I am currently in sort of the same boat regarding spells in my own game. If it helps any, here is how I am tackling it.
First, all objects in my game are component based. This means that I necessarily need to break a particular spell down into its smallest behaviors. Is it a projectile? If so, what kind of payload does it deliver? Questions of that nature. As an example, I currently have a basic fireball spell for testing purposes. The fireball spell breaks down to these components:
1) A particle system to show a cool sparkly flame trail
2) A projectile controller, which functions to move the fireball scene node through an arc and terminate at the end
3) A payload that triggers on fireball termination to spawn another particle effect for an explosion
4) Another payload that triggers on fireball termination to deal a specified amount of fire damage to all targets in a radius around the projectile terminus
By breaking it down like that, I come up with a set of reusable components. The projectile component can be re-used for any projectile spell. Swap out the explosion payload and the fire damage radius payload for an ice effect and an ice damage payload, change the color ramp of the fireball particle effect to shades of blue-white, add another payload to deliver a Chill effect, and now you have an ice bolt spell. Remove the projectile component and add an immediate cast component, and now you have an ice blast centered on the caster. Add another payload to spawn smaller versions of the icebolt radiating out in all directions, and now you have an ice blast that shoots a ring of ice at encircling foes. And so on, and so on.

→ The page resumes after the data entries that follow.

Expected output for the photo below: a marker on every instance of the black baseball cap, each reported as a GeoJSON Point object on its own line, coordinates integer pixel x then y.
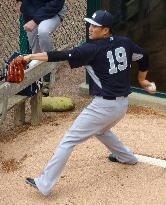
{"type": "Point", "coordinates": [101, 18]}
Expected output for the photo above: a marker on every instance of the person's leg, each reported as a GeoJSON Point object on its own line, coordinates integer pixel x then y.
{"type": "Point", "coordinates": [122, 153]}
{"type": "Point", "coordinates": [45, 30]}
{"type": "Point", "coordinates": [96, 117]}
{"type": "Point", "coordinates": [34, 41]}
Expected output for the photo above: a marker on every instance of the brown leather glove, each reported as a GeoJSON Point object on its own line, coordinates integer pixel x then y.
{"type": "Point", "coordinates": [16, 70]}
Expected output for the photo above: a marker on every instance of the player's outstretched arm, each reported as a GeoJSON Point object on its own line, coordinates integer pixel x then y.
{"type": "Point", "coordinates": [146, 84]}
{"type": "Point", "coordinates": [37, 56]}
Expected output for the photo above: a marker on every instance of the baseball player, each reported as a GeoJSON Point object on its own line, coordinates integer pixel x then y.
{"type": "Point", "coordinates": [42, 18]}
{"type": "Point", "coordinates": [107, 59]}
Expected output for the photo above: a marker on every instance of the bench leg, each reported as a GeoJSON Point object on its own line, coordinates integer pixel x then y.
{"type": "Point", "coordinates": [36, 108]}
{"type": "Point", "coordinates": [19, 114]}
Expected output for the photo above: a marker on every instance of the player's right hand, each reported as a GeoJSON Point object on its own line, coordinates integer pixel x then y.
{"type": "Point", "coordinates": [148, 86]}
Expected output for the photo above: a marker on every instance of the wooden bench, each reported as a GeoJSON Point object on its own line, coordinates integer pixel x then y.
{"type": "Point", "coordinates": [10, 99]}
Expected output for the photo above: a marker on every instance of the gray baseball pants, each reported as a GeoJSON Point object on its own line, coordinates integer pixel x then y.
{"type": "Point", "coordinates": [96, 119]}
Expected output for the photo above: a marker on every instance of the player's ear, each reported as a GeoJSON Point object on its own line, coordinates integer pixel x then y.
{"type": "Point", "coordinates": [106, 30]}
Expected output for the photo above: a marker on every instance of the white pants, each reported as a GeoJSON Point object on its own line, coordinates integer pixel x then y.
{"type": "Point", "coordinates": [40, 39]}
{"type": "Point", "coordinates": [96, 119]}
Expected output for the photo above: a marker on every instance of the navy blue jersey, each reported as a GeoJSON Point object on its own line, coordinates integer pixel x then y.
{"type": "Point", "coordinates": [108, 62]}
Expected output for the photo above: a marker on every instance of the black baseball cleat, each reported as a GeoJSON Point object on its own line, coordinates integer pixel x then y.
{"type": "Point", "coordinates": [31, 182]}
{"type": "Point", "coordinates": [112, 158]}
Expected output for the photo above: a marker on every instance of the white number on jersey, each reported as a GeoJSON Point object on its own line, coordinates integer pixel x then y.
{"type": "Point", "coordinates": [120, 55]}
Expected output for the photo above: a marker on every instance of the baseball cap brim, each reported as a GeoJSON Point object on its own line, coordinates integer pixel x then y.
{"type": "Point", "coordinates": [91, 21]}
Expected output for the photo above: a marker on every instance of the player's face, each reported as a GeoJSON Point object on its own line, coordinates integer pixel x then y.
{"type": "Point", "coordinates": [97, 32]}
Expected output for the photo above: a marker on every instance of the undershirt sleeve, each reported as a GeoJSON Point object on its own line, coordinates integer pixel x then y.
{"type": "Point", "coordinates": [140, 56]}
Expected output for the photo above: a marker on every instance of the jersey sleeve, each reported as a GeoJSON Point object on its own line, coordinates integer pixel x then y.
{"type": "Point", "coordinates": [141, 56]}
{"type": "Point", "coordinates": [77, 57]}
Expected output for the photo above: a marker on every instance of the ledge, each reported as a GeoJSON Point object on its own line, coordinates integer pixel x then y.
{"type": "Point", "coordinates": [135, 98]}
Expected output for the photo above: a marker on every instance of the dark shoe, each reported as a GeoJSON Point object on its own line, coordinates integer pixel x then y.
{"type": "Point", "coordinates": [45, 92]}
{"type": "Point", "coordinates": [112, 158]}
{"type": "Point", "coordinates": [31, 182]}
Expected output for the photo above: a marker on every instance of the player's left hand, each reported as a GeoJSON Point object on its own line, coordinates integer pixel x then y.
{"type": "Point", "coordinates": [16, 70]}
{"type": "Point", "coordinates": [30, 26]}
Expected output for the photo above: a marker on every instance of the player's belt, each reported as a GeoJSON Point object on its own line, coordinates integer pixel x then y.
{"type": "Point", "coordinates": [112, 98]}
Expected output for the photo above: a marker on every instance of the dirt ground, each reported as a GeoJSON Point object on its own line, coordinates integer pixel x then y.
{"type": "Point", "coordinates": [89, 178]}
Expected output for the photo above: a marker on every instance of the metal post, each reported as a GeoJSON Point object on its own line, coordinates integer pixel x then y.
{"type": "Point", "coordinates": [23, 39]}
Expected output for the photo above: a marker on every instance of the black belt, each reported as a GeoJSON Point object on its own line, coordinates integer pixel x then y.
{"type": "Point", "coordinates": [112, 98]}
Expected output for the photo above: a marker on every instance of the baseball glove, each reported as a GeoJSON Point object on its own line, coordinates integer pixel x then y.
{"type": "Point", "coordinates": [16, 70]}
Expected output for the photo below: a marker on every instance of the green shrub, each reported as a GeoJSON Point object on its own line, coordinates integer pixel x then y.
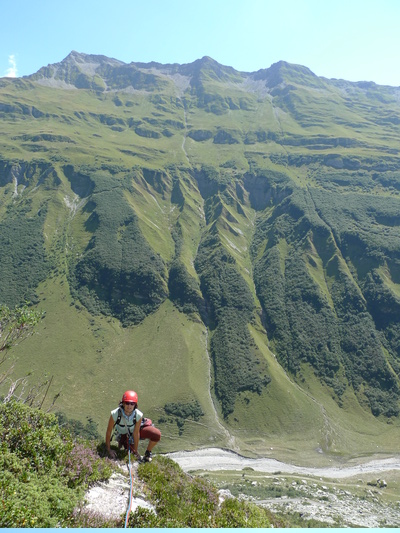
{"type": "Point", "coordinates": [43, 471]}
{"type": "Point", "coordinates": [184, 501]}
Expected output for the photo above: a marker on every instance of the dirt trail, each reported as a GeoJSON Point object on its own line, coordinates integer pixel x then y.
{"type": "Point", "coordinates": [217, 459]}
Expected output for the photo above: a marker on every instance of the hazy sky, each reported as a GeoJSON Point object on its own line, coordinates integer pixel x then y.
{"type": "Point", "coordinates": [356, 40]}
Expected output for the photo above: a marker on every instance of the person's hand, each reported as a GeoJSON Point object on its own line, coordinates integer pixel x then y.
{"type": "Point", "coordinates": [112, 454]}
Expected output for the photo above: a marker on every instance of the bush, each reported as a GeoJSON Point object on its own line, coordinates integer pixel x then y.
{"type": "Point", "coordinates": [43, 471]}
{"type": "Point", "coordinates": [183, 501]}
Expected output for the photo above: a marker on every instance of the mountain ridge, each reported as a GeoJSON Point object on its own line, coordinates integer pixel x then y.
{"type": "Point", "coordinates": [257, 211]}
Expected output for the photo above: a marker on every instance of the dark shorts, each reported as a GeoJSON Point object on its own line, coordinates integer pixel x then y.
{"type": "Point", "coordinates": [146, 432]}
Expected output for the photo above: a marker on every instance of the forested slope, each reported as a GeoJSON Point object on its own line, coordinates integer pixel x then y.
{"type": "Point", "coordinates": [256, 202]}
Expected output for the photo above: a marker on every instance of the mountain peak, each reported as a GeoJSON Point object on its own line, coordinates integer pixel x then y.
{"type": "Point", "coordinates": [286, 73]}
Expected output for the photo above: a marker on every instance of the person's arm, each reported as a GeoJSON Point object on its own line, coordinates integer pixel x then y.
{"type": "Point", "coordinates": [110, 428]}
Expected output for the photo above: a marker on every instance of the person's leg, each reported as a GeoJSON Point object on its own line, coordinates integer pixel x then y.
{"type": "Point", "coordinates": [154, 436]}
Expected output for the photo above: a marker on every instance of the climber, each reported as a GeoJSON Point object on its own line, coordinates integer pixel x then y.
{"type": "Point", "coordinates": [131, 426]}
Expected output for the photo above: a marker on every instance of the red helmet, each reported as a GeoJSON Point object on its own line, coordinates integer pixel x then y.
{"type": "Point", "coordinates": [129, 396]}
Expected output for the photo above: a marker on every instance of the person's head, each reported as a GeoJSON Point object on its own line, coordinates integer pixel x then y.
{"type": "Point", "coordinates": [129, 401]}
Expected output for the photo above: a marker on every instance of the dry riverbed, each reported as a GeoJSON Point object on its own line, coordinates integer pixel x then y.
{"type": "Point", "coordinates": [349, 495]}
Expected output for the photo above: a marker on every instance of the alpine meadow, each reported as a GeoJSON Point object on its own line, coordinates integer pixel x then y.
{"type": "Point", "coordinates": [225, 243]}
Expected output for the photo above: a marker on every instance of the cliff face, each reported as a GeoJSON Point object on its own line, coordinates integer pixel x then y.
{"type": "Point", "coordinates": [264, 206]}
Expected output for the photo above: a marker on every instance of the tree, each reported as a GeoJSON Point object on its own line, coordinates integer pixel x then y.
{"type": "Point", "coordinates": [16, 325]}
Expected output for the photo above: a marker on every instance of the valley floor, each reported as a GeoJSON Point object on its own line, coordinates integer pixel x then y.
{"type": "Point", "coordinates": [216, 459]}
{"type": "Point", "coordinates": [338, 496]}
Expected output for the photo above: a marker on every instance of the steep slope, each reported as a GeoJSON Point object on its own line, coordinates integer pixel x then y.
{"type": "Point", "coordinates": [263, 206]}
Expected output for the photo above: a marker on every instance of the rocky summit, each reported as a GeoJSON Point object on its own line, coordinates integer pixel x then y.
{"type": "Point", "coordinates": [227, 243]}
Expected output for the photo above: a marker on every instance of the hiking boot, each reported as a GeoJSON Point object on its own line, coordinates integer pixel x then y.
{"type": "Point", "coordinates": [147, 457]}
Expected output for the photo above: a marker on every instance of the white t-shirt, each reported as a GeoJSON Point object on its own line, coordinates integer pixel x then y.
{"type": "Point", "coordinates": [126, 424]}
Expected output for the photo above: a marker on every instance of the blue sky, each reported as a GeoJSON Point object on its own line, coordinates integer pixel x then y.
{"type": "Point", "coordinates": [356, 40]}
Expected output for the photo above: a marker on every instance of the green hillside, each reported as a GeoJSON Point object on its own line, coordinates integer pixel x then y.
{"type": "Point", "coordinates": [225, 243]}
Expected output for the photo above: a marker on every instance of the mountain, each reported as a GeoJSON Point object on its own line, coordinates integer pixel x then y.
{"type": "Point", "coordinates": [227, 243]}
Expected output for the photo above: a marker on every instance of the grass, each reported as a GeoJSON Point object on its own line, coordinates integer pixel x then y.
{"type": "Point", "coordinates": [165, 357]}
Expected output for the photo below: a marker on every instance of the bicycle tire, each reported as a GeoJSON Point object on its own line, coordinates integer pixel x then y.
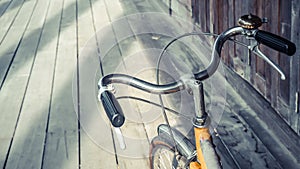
{"type": "Point", "coordinates": [163, 155]}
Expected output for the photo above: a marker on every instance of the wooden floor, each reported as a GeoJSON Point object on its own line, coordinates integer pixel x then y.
{"type": "Point", "coordinates": [48, 81]}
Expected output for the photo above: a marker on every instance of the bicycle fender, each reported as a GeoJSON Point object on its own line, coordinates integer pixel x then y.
{"type": "Point", "coordinates": [184, 146]}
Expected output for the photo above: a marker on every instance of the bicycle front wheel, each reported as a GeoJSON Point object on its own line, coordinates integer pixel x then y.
{"type": "Point", "coordinates": [163, 155]}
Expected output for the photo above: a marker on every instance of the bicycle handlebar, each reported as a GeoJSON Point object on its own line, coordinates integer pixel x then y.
{"type": "Point", "coordinates": [113, 108]}
{"type": "Point", "coordinates": [275, 42]}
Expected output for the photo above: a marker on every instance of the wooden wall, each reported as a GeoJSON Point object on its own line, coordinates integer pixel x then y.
{"type": "Point", "coordinates": [283, 19]}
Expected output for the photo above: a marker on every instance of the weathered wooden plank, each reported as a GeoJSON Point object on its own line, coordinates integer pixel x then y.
{"type": "Point", "coordinates": [8, 18]}
{"type": "Point", "coordinates": [62, 141]}
{"type": "Point", "coordinates": [4, 5]}
{"type": "Point", "coordinates": [93, 154]}
{"type": "Point", "coordinates": [295, 75]}
{"type": "Point", "coordinates": [28, 143]}
{"type": "Point", "coordinates": [267, 125]}
{"type": "Point", "coordinates": [17, 79]}
{"type": "Point", "coordinates": [13, 37]}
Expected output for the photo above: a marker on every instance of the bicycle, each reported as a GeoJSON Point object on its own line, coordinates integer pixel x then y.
{"type": "Point", "coordinates": [183, 154]}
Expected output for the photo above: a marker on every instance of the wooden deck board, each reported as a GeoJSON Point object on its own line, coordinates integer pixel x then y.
{"type": "Point", "coordinates": [16, 81]}
{"type": "Point", "coordinates": [28, 142]}
{"type": "Point", "coordinates": [61, 149]}
{"type": "Point", "coordinates": [43, 47]}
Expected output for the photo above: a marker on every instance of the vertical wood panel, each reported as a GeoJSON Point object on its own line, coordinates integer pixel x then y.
{"type": "Point", "coordinates": [216, 16]}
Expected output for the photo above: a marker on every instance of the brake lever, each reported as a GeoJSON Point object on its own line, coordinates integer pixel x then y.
{"type": "Point", "coordinates": [255, 49]}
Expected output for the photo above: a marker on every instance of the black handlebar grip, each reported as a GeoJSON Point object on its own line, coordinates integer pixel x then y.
{"type": "Point", "coordinates": [275, 42]}
{"type": "Point", "coordinates": [112, 108]}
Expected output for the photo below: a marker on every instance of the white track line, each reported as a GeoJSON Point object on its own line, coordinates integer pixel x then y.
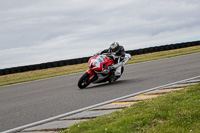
{"type": "Point", "coordinates": [90, 107]}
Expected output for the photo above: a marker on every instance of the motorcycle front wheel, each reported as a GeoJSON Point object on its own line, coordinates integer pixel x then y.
{"type": "Point", "coordinates": [83, 81]}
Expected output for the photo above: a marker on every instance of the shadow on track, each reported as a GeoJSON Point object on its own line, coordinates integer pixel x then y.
{"type": "Point", "coordinates": [106, 84]}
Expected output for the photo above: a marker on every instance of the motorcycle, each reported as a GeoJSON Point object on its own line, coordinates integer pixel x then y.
{"type": "Point", "coordinates": [101, 70]}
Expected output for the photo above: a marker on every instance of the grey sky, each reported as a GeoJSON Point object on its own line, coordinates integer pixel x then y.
{"type": "Point", "coordinates": [37, 31]}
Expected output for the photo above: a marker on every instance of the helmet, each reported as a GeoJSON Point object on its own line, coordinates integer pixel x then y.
{"type": "Point", "coordinates": [114, 47]}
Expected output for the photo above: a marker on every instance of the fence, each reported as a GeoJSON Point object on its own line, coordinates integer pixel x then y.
{"type": "Point", "coordinates": [85, 59]}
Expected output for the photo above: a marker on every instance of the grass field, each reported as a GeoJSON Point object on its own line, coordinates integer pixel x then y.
{"type": "Point", "coordinates": [58, 71]}
{"type": "Point", "coordinates": [177, 112]}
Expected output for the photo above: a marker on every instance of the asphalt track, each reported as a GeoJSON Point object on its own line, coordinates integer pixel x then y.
{"type": "Point", "coordinates": [29, 102]}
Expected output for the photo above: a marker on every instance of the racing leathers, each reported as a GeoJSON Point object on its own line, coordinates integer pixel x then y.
{"type": "Point", "coordinates": [119, 59]}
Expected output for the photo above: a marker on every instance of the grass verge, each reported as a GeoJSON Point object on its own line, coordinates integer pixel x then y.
{"type": "Point", "coordinates": [59, 71]}
{"type": "Point", "coordinates": [177, 112]}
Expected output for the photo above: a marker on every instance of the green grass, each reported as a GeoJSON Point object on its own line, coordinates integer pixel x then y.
{"type": "Point", "coordinates": [178, 112]}
{"type": "Point", "coordinates": [59, 71]}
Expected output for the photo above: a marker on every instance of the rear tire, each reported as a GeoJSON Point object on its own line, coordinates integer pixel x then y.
{"type": "Point", "coordinates": [83, 81]}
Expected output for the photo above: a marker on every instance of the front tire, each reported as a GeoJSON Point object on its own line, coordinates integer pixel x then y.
{"type": "Point", "coordinates": [83, 81]}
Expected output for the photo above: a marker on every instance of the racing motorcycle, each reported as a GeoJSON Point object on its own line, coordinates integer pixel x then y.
{"type": "Point", "coordinates": [101, 70]}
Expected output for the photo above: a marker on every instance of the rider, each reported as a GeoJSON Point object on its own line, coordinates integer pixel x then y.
{"type": "Point", "coordinates": [118, 53]}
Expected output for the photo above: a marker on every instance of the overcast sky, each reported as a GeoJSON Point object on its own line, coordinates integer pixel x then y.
{"type": "Point", "coordinates": [38, 31]}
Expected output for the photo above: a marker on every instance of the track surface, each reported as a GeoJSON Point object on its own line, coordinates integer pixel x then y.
{"type": "Point", "coordinates": [26, 103]}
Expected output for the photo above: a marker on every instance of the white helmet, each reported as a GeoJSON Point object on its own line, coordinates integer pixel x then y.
{"type": "Point", "coordinates": [114, 47]}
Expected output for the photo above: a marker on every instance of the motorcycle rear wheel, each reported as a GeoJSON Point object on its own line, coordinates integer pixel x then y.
{"type": "Point", "coordinates": [83, 81]}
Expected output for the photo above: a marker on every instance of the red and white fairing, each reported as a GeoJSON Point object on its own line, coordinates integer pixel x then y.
{"type": "Point", "coordinates": [99, 64]}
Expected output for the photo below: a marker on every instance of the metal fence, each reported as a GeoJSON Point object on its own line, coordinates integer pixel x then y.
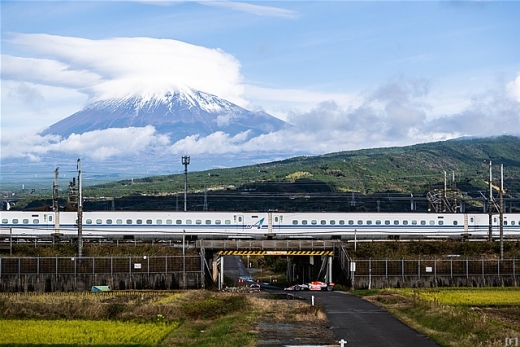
{"type": "Point", "coordinates": [452, 267]}
{"type": "Point", "coordinates": [99, 265]}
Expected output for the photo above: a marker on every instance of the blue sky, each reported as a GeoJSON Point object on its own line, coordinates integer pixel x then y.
{"type": "Point", "coordinates": [347, 74]}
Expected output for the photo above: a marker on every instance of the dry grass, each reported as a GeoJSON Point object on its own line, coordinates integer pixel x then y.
{"type": "Point", "coordinates": [455, 326]}
{"type": "Point", "coordinates": [205, 318]}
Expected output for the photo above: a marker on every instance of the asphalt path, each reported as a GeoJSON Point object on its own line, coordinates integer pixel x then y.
{"type": "Point", "coordinates": [353, 320]}
{"type": "Point", "coordinates": [361, 323]}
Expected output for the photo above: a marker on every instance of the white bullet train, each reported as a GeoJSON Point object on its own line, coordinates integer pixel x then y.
{"type": "Point", "coordinates": [254, 225]}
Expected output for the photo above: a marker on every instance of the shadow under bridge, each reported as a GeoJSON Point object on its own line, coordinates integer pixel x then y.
{"type": "Point", "coordinates": [214, 252]}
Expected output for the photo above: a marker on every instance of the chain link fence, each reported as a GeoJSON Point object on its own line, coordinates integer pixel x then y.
{"type": "Point", "coordinates": [99, 265]}
{"type": "Point", "coordinates": [451, 267]}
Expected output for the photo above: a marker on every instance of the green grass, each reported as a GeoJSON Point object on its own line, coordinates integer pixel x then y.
{"type": "Point", "coordinates": [83, 332]}
{"type": "Point", "coordinates": [457, 317]}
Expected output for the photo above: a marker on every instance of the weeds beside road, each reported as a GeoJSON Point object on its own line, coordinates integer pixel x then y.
{"type": "Point", "coordinates": [456, 317]}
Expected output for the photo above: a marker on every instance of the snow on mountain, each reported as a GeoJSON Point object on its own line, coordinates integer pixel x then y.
{"type": "Point", "coordinates": [177, 114]}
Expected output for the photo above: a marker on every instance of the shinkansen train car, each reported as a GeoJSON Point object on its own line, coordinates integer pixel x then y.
{"type": "Point", "coordinates": [258, 225]}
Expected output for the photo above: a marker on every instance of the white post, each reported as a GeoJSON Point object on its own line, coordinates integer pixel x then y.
{"type": "Point", "coordinates": [329, 275]}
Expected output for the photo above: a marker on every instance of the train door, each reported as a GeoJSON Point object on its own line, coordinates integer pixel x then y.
{"type": "Point", "coordinates": [239, 222]}
{"type": "Point", "coordinates": [275, 224]}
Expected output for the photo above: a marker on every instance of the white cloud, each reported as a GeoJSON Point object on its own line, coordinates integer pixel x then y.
{"type": "Point", "coordinates": [98, 145]}
{"type": "Point", "coordinates": [392, 115]}
{"type": "Point", "coordinates": [513, 88]}
{"type": "Point", "coordinates": [120, 67]}
{"type": "Point", "coordinates": [251, 8]}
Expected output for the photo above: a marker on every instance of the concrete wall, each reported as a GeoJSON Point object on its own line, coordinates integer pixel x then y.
{"type": "Point", "coordinates": [365, 282]}
{"type": "Point", "coordinates": [84, 282]}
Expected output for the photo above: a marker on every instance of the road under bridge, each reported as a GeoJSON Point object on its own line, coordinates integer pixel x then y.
{"type": "Point", "coordinates": [217, 250]}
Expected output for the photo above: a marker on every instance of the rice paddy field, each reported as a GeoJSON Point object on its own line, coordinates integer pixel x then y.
{"type": "Point", "coordinates": [457, 317]}
{"type": "Point", "coordinates": [181, 319]}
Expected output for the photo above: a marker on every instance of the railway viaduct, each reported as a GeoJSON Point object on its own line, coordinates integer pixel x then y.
{"type": "Point", "coordinates": [215, 250]}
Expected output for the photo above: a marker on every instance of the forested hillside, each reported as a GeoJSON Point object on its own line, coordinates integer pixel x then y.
{"type": "Point", "coordinates": [363, 179]}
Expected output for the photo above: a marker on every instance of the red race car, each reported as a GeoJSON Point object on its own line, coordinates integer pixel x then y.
{"type": "Point", "coordinates": [316, 285]}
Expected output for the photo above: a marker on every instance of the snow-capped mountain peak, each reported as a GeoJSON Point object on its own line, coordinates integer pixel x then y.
{"type": "Point", "coordinates": [178, 114]}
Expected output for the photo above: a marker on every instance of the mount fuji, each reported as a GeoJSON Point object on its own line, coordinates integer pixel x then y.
{"type": "Point", "coordinates": [140, 136]}
{"type": "Point", "coordinates": [176, 114]}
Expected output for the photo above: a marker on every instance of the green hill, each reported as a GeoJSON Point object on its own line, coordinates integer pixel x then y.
{"type": "Point", "coordinates": [366, 179]}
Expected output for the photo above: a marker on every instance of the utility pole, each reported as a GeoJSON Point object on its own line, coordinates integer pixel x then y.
{"type": "Point", "coordinates": [185, 162]}
{"type": "Point", "coordinates": [501, 211]}
{"type": "Point", "coordinates": [80, 212]}
{"type": "Point", "coordinates": [55, 203]}
{"type": "Point", "coordinates": [490, 203]}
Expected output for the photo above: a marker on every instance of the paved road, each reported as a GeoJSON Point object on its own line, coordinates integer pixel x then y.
{"type": "Point", "coordinates": [363, 324]}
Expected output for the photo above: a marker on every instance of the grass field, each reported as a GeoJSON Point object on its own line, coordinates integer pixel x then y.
{"type": "Point", "coordinates": [180, 319]}
{"type": "Point", "coordinates": [87, 332]}
{"type": "Point", "coordinates": [456, 317]}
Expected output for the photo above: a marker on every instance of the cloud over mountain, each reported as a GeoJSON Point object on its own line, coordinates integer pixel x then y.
{"type": "Point", "coordinates": [124, 67]}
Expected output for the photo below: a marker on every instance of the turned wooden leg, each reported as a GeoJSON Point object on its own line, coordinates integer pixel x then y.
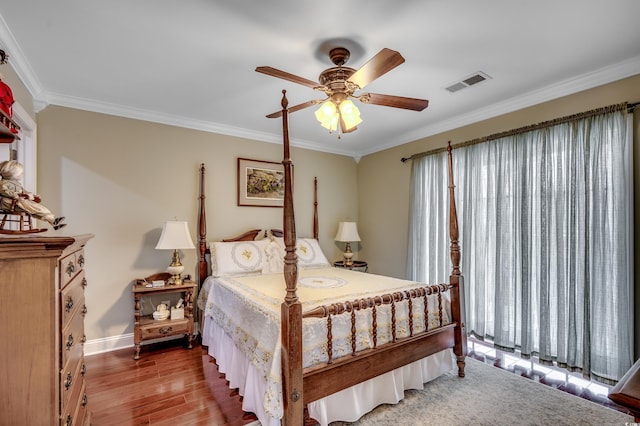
{"type": "Point", "coordinates": [461, 363]}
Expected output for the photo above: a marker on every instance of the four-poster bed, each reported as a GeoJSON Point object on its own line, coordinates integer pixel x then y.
{"type": "Point", "coordinates": [338, 334]}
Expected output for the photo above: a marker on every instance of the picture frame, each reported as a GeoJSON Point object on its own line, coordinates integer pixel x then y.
{"type": "Point", "coordinates": [260, 183]}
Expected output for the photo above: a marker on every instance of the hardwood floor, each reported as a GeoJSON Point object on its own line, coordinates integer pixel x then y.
{"type": "Point", "coordinates": [169, 385]}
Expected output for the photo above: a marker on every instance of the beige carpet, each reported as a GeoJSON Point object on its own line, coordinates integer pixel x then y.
{"type": "Point", "coordinates": [490, 396]}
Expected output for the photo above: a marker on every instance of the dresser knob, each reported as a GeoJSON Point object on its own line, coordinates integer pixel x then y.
{"type": "Point", "coordinates": [68, 382]}
{"type": "Point", "coordinates": [69, 304]}
{"type": "Point", "coordinates": [69, 342]}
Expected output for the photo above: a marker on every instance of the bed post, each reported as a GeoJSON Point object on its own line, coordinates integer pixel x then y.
{"type": "Point", "coordinates": [202, 232]}
{"type": "Point", "coordinates": [315, 208]}
{"type": "Point", "coordinates": [460, 337]}
{"type": "Point", "coordinates": [291, 329]}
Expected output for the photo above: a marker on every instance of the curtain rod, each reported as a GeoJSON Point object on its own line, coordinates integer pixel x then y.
{"type": "Point", "coordinates": [604, 110]}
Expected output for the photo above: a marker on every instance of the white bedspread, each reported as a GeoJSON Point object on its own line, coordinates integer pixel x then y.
{"type": "Point", "coordinates": [242, 330]}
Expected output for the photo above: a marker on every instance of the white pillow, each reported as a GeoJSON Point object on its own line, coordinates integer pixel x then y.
{"type": "Point", "coordinates": [310, 254]}
{"type": "Point", "coordinates": [237, 258]}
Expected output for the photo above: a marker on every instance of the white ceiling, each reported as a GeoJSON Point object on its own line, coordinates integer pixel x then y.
{"type": "Point", "coordinates": [192, 63]}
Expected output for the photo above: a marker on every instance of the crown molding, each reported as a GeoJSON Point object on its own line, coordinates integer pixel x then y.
{"type": "Point", "coordinates": [570, 86]}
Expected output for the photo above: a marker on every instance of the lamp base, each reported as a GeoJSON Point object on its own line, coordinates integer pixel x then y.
{"type": "Point", "coordinates": [348, 255]}
{"type": "Point", "coordinates": [175, 271]}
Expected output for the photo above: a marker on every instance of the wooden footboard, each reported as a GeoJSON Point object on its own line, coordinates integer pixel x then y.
{"type": "Point", "coordinates": [337, 374]}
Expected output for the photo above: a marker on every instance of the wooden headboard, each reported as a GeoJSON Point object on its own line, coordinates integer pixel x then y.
{"type": "Point", "coordinates": [203, 249]}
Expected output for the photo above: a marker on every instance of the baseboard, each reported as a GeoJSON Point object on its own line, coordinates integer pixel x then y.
{"type": "Point", "coordinates": [114, 343]}
{"type": "Point", "coordinates": [108, 344]}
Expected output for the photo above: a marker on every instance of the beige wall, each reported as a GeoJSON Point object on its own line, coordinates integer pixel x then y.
{"type": "Point", "coordinates": [120, 179]}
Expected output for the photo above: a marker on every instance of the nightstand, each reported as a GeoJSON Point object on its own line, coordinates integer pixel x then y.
{"type": "Point", "coordinates": [146, 327]}
{"type": "Point", "coordinates": [358, 265]}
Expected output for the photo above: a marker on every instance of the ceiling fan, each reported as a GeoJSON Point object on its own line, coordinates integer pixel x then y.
{"type": "Point", "coordinates": [340, 83]}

By composing effects of pieces this way, I don't have to worry about large, ponderous object inheritance hierarchies. I just collect together the specialized bits that make a spell function the way I want it to, and let its behavior emerge from the combination. As ideas occur to me, I add other payloads. Maybe one payload will summon a specified monster. Another might deal healing to everything in a radius. Attach this to the ice bolt instead of the ice damage payload, and now you have a ranged, projectile-based bolt of healing. There would be a payload for just about everything you can think of, and complex behaviors and synergies could arise from using different payload components in combination. Add a payload that inflicts Fire Vulnerability to a fireball, and suddenly you have a really ouchie fireball. Add an Immolation payload to it, which spawns a Burn effect on the target, and now you have a roasting enemy that will soon be dead.
Hope that gives you something to chew on, and good luck.